Siempre resulta curiosamente complicado adentrarse en las sendas de la definición de aquellos conceptos entendidos como valores y principios universales que precisamente por su universalidad, generalidad y necesidad habrían de resultar claros, sencillos, concretos e independientes a cualquier tipo de interpretación. La Verdad, la Libertad, el Bien, el Mal… son buena prueba de ello, pero voy a detenerme en el que inevitablemente es el vientre fecundo de todos los demás: la Verdad, esa gran desconocida que, sin embargo, en la boca de los hombres alcanza dimensiones desmesuradas de intolerancia, imposición, discusión y en el peor de los casos: ofensa. Sí, mucho me temo que, a lo largo de la Historia de la Humanidad, grandes barbaridades fueron, son y serán cometidas enarbolando una sola palabra: ¡Verdad!

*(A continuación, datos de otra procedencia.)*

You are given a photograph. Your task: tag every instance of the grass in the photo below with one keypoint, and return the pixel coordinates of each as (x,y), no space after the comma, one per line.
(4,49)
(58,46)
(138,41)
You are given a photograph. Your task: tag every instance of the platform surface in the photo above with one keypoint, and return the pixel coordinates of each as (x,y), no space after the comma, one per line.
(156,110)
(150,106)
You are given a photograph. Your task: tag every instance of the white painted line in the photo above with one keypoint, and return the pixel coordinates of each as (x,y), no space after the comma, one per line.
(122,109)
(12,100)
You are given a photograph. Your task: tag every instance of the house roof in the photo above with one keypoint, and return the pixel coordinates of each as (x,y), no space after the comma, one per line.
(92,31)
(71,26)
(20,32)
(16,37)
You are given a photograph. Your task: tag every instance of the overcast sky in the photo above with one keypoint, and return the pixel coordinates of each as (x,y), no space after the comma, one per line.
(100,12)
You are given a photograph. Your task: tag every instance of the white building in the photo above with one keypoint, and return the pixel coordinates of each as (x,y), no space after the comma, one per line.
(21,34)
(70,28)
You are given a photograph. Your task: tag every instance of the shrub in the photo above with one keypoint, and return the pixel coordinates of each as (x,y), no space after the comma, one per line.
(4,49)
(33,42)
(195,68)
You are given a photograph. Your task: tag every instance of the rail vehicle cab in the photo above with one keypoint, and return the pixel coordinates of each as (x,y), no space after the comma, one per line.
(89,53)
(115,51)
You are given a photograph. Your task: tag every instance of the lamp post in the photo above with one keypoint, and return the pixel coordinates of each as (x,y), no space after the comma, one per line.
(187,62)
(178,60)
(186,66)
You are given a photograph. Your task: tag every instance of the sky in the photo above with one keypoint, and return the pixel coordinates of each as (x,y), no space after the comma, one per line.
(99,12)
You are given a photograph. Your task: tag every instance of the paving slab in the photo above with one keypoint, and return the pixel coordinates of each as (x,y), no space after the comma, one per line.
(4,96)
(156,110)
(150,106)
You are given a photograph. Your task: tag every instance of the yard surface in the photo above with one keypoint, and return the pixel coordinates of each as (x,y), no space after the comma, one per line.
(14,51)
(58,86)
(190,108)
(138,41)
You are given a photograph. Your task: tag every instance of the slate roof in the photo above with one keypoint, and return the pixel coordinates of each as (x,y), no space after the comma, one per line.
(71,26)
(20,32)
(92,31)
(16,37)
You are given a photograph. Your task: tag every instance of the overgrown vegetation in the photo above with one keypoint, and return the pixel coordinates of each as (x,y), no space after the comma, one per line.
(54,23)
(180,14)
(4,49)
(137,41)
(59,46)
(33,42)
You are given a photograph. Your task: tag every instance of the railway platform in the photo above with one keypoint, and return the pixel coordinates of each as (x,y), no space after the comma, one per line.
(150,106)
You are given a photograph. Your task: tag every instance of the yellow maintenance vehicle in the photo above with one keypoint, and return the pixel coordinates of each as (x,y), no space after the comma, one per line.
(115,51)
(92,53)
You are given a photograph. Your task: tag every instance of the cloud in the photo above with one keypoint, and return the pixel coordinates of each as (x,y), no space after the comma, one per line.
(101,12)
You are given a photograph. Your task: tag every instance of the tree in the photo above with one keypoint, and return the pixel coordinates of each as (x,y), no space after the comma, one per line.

No resulta original ni novedoso aventurarse a definir o indagar qué se entiende por Verdad, puesto que muchos han sido los grandes pensadores que ocuparon buena parte de su tiempo e intelecto en tal asunto. Platón ya mostró su preocupación por la búsqueda de —permitan la redundancia— la Verdad verdadera y su conclusión fue tal vez, una de las más nobles que hasta el momento imperan en la Filosofía: “La Verdad es el Bien y, por tanto, es asimilable a la felicidad y esta solo se halla mediante la virtud”.
Con anterioridad, Sócrates reconocía un problema que acumulaba disensiones al respecto cuando la razón trataba de definir la Verdad. Su método de conocimiento no lograba llegar al consenso absoluto y necesario, pero acudiendo al denominado “intelectualismo ético”, sí era capaz de establecer una relación directa entre Verdad-Sabiduría-Virtud y Maldad-Falsedad-Ignorancia.
Aristóteles, fiel a su teleología, proclama que la búsqueda de la felicidad culmina en la consecución de la Verdad a la cual el hombre se inclina por naturaleza.
Por su parte, los Padres de la Iglesia (San Agustín y Santo Tomás como máximos representantes) simplifican o agudizan el asunto —según se mire o se delegue— en otra gran desconocida: la Fe. Para ellos, la Verdad reside y se halla en Dios, solo él puede iluminar el alma humana y revelar la Verdad.
Dando un salto en los antecedentes de esta gran búsqueda de la definición de la Verdad, comprobamos que, según avanza la cronología humana, las dudas se multiplican, el escepticismo por lograr una definición absoluta se impregna en las teorías, estudios y axiomas filosóficos. Hegel, Rousseau, Kant, Nietzsche… Todos ofrecen sus concepciones; aventuran sus demostraciones; tratan de resolver un mismo interrogante, pero las respuestas siguen siendo inconclusas y parecen existir tantas verdades como hombres habitan la Tierra.
Yo, lejos de definir lo que permanece y aún permanecerá indefinible, tan solo me limitaré a examinar la Verdad como antónimo de la Mentira y desde el punto de vista de la necesidad, de su cabida dentro de la sociedad actual. Y así, mi primera afirmación será que no está preparado el mundo de los hombres para la sinceridad. Necesitamos, exigimos la mentira y hasta… hasta la legitimamos promulgando leyes, dictando sentencias, celebrando comicios (elecciones); es decir, autorizamos a que reine la mentira y gobierne nuestras vidas. No podemos ser sinceros y, por consiguiente, queremos, esperamos y dejamos que también nos mientan otros hombres tan humanos y mentirosos como nosotros mismos.
La esperanza en la transparencia se desvanece y la sombra turbadora penetra en nuestras almas. Se cierran las ventanas, se bajan las persianas y se corren las cortinas. De esta forma, no hay ser humano que aguante la mirada de la luz de la Verdad.
Somos topos y nos guía la mentira porque, en verdad, nadie quiere escuchar la Verdad y caemos inevitablemente en la hipocresía del mentir. ¿Mentir? ¡Qué horror! Sin embargo, todos sabemos mentir. Algunos lo agradecen y otros se convierten en auténticos artistas del embuste; en sus labios las mentiras resultan tan bellas y embaucadoras que ¿quién podría resistirse al regalo del oído, aunque sea una falacia?
Por último, permítanme valerme de dos archiconocidas frases/sentencias populares para compartirles una pequeña fábula de mi autoría, pues decir que “la mentira tiene las patas muy cortas” es igual que admitir que tiene cien pies. Sí, así es, la mentira es un ciempiés, mas, si “la verdad nos hace libres”, será acaso porque es un ave y vuela —sí, vuela—, pero con un ala rota, temiendo caer cuando sopla el viento de cara, sotavento…
¡Mantén el rumbo! —grita el ciempiés al halcón que vuela con el ala rota sobre su cabeza, su cuerpo de gusano abultado y sus cien zapatitos de tacón—. ¡Mantén el rumbo y vuela! ¡Vuela alto donde tus sagaces ojos de rapaz no detecten mi presencia de gusano rastrero levantando el polvo del camino cuando piso con mis cien pies a la vez!